NIH and FDA: Less red tape, more research investment will drive medical innovation

In a U.S. Senate Health, Education, Labor and Pensions Committee hearing Tuesday, National Institutes of Health (NIH) Director Francis Collins and outgoing Food and Drug Administration (FDA) Commissioner Margaret Hamburg each outlined how Congress could help their agencies speed up medical innovation.

Sen. Lamar Alexander (R-Tenn.), who chairs the committee, said he and his colleagues want to "take a look at what we can do as a Congress, working with the president, to reduce the amount of time it takes to go from discovery of a medicine or a treatment or a medical device and take it all the way through to the medicine cabinet or the doctor's office."

Furthermore, "it's an area that we ought to succeed in," because the issue isn't partisan, he said, citing the parallel aims of President Barack Obama's recently announced Precision Medicine Initiative and the House of Representatives' "21st Century Cures" proposal.

"This is an unusual opportunity to get a result in a town that doesn't that often see the president and the Republican Congress on the same train headed in the same direction toward an important station," Alexander later added.  

Since both the FDA and NIH will play major roles in these efforts, Alexander asked both Collins and Hamburg to identify the top two ways Congress could help them streamline their regulatory and research roles, particularly in reference to reducing the significant amount of time the NIH spends on administrative tasks, currently estimated as 42 percent of its time.

To improve his agency's efficiency, Collins highlighted the following top issues:

  • The NIH wants Congress to fix the excessive oversight of attendance at scientific meetings, on which Collins said the government spends $16 million and uses hundreds of employees in response to other agencies abusing their power by holding conferences in places like Las Vegas. The NIH shouldn't have to pay the price for others' excesses, he said, adding, "Scientists going to conferences is a critical part of how new things emerge, and it is very much being inhibited by this heavy-handed oversight."
  • The NIH also would like to be able to carry funds over into next year, as other agencies such as the Department of Energy are allowed to do, Collins said. The current policy forces the agency to rush to spend excess funding at the end of the year, and the ability to roll over funds would mean "we could be more flexible in how we spend the taxpayers' money," he added.

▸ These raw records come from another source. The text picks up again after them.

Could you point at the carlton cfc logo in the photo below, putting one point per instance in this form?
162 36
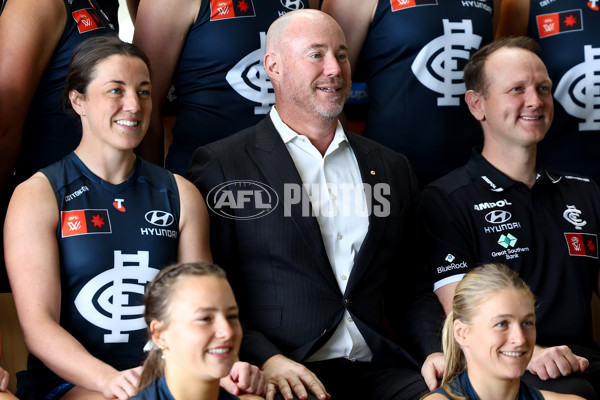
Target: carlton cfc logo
577 90
108 300
249 79
437 64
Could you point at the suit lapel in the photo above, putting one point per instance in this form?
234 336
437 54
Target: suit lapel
272 158
372 172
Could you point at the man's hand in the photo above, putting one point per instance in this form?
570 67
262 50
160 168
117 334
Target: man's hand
245 378
554 362
123 384
287 375
433 369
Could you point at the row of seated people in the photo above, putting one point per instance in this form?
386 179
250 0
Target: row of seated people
295 309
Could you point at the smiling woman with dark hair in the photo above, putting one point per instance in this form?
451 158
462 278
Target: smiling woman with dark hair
84 235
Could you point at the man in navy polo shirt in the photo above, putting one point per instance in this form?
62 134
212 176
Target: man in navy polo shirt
502 206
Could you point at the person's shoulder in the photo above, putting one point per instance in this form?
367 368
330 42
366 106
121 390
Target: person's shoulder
456 180
247 135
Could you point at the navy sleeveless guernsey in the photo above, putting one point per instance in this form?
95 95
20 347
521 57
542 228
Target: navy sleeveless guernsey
413 59
49 133
113 240
568 32
220 80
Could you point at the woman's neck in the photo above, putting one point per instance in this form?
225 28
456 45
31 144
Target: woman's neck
184 387
489 388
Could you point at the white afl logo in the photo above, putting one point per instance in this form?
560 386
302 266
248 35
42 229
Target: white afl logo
242 199
159 218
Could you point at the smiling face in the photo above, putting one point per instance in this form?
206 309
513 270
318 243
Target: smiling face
203 336
517 107
115 110
312 68
499 341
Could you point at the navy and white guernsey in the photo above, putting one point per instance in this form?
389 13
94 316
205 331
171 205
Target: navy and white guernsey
413 56
220 80
49 133
568 32
113 239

Hamburg's requests, meanwhile, focused less on oversight and more on big-picture issues, including:

  • The FDA wants Congress to invest more money in regulatory science to develop tools and strategies that will enable it to better assess the safety, efficacy and quality of a product, Hamburg said. It's an area that's has not received enough attention, though it's "proving to be really essential as we are trying to take that last set of steps from research and development into a product that will really make a difference in people's lives," she said.
  • Along similar lines, the government must recognize that the FDA "has a huge amount to contribute to the overall process of product development" as well as its responsibility to review products and medicines, she said. Congress needs to take steps to allow the FDA to be able to engage in a consistent way earlier in the product development process so that it conducts the right studies and return on investment in research drives toward a product that works.

Both the FDA and NIH will to play major roles in Obama's Precision Medicine Initiative, with the former slated to receive $10 million to transform its framework for regulating genome-based treatments and the latter set to get $130 million to invest in a large-scale effort to gather "a million or more" Americans' health data to advance researchers' understanding of the genetic causes of disease, FierceHealthcare reported. Both agencies have already begun work on the project, as the FDA recently authorized the first direct-to-consumer genetic test and the NIH has enlisted the help of an array of experts to produce a serious of whitepapers related to the initiative.